We propose a novel MD_CResDD network that incorporates both the fusion mechanism and the dendrite structure into CNN. Meanwhile, we also investigate the impact of various fusion methods, such as Add, Subtract, Multiply, and Average, as well as different ResDD-X, ResDD-WX, ResDD-A, and ResDD-WA residual blocks on DLSCA. Furthermore, we compare the performance of three different DLSCA models on two software implementations of AES-128. We evaluate the attack efficiency of our proposed MD_CResDD network and compare the results with other existing neural networks for DLSCAs. The MD_CResDD network model exhibits strong performance compared to the other three networks across various datasets. Specifically, the model demonstrates a significant improvement in fitting speed, achieving a speed enhancement of 45.4% and 34.0% over the best-performing models in CNN, MLP, and DD on the two datasets, respectively. Additionally, the MD_CResDD model shows no signs of overfitting. Furthermore, the MD_CResDD network achieves notable enhancements in test accuracies, with improvements of 8.4% and 0.8% on the respective datasets.

5.3.3. Discussion

In this study, we encountered a significant trade-off between improving the efficiency of SCA, maintaining accuracy, and managing costs.

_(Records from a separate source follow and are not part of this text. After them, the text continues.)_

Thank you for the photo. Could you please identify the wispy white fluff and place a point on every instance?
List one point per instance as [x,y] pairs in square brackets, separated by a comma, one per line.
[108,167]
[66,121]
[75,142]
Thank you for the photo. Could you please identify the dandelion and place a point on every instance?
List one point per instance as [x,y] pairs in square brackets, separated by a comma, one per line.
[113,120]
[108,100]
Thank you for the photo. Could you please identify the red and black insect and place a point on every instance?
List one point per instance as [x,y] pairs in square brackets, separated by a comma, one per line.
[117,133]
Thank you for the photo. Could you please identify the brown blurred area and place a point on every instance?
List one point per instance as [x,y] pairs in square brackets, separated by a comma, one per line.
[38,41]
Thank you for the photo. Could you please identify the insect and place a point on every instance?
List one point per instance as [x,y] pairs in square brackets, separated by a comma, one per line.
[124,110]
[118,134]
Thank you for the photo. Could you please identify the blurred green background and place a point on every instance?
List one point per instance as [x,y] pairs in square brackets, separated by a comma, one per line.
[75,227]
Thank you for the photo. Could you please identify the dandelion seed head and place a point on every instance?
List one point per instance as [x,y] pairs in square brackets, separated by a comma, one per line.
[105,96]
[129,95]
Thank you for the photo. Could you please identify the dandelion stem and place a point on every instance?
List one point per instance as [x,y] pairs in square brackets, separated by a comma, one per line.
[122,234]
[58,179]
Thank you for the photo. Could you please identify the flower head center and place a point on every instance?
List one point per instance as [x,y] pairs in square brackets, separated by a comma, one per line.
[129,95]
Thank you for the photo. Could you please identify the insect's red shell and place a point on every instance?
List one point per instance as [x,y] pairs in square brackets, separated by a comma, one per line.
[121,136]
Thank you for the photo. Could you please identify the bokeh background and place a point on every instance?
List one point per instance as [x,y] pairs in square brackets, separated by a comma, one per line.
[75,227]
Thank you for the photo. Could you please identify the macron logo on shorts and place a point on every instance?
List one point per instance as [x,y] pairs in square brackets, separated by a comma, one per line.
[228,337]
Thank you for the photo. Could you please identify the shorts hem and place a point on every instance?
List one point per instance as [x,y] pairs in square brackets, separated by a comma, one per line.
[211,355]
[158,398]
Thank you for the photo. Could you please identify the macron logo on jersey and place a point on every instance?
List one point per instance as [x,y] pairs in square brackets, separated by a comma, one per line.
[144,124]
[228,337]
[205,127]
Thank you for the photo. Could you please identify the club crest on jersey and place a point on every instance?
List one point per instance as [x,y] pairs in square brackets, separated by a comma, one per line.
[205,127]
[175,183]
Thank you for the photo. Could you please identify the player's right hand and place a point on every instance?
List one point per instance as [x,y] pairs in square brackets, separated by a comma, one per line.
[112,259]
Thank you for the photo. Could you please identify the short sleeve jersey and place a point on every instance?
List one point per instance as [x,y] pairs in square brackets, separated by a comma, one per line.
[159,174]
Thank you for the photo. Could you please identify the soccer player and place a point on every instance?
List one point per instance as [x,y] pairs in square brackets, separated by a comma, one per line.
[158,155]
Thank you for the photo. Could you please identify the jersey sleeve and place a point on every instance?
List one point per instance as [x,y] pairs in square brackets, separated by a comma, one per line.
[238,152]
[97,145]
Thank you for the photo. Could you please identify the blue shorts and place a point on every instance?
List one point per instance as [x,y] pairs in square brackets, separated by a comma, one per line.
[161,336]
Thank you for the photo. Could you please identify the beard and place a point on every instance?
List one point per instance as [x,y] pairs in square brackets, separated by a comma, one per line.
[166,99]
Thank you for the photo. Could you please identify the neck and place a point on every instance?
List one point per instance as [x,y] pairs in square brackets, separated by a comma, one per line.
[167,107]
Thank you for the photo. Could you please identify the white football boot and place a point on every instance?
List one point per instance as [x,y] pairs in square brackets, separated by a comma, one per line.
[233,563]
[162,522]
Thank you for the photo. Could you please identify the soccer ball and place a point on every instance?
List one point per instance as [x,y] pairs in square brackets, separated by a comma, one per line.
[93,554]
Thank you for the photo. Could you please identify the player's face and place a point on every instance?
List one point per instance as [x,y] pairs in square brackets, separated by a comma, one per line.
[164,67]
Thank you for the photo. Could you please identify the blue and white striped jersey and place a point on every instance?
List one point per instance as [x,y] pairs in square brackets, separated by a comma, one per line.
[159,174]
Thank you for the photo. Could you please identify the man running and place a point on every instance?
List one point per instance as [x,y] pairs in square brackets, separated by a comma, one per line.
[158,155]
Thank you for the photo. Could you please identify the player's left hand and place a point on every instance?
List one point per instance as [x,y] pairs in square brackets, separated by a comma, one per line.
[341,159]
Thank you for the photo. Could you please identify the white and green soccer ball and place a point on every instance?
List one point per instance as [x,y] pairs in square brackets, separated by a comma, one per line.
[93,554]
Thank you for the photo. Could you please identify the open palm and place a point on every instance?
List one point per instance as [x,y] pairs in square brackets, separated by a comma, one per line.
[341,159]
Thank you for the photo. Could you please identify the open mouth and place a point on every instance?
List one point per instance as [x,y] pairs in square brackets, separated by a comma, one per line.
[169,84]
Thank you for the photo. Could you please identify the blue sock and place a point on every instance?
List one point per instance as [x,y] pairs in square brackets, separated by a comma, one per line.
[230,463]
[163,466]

We conducted a series of experiments to compare the profiling efficiency and the test accuracy of different DLSCAs. The results indicate that the MD_CResD network improves profiling efficiency without compromising test accuracy. However, due to the higher complexity of the model compared to traditional deep learning attack methods, it results in a slight increase in costs. Certainly, we take into account the challenges associated with deploying DLSCA models in practical scenarios, encompassing aspects like memory utilization, latency, and real-time processing. Resource limitations are also a crucial aspect of these challenges. When resources are constrained, attackers face limitations in constructing and utilizing complex neural networks, leading to a decreased attack efficiency.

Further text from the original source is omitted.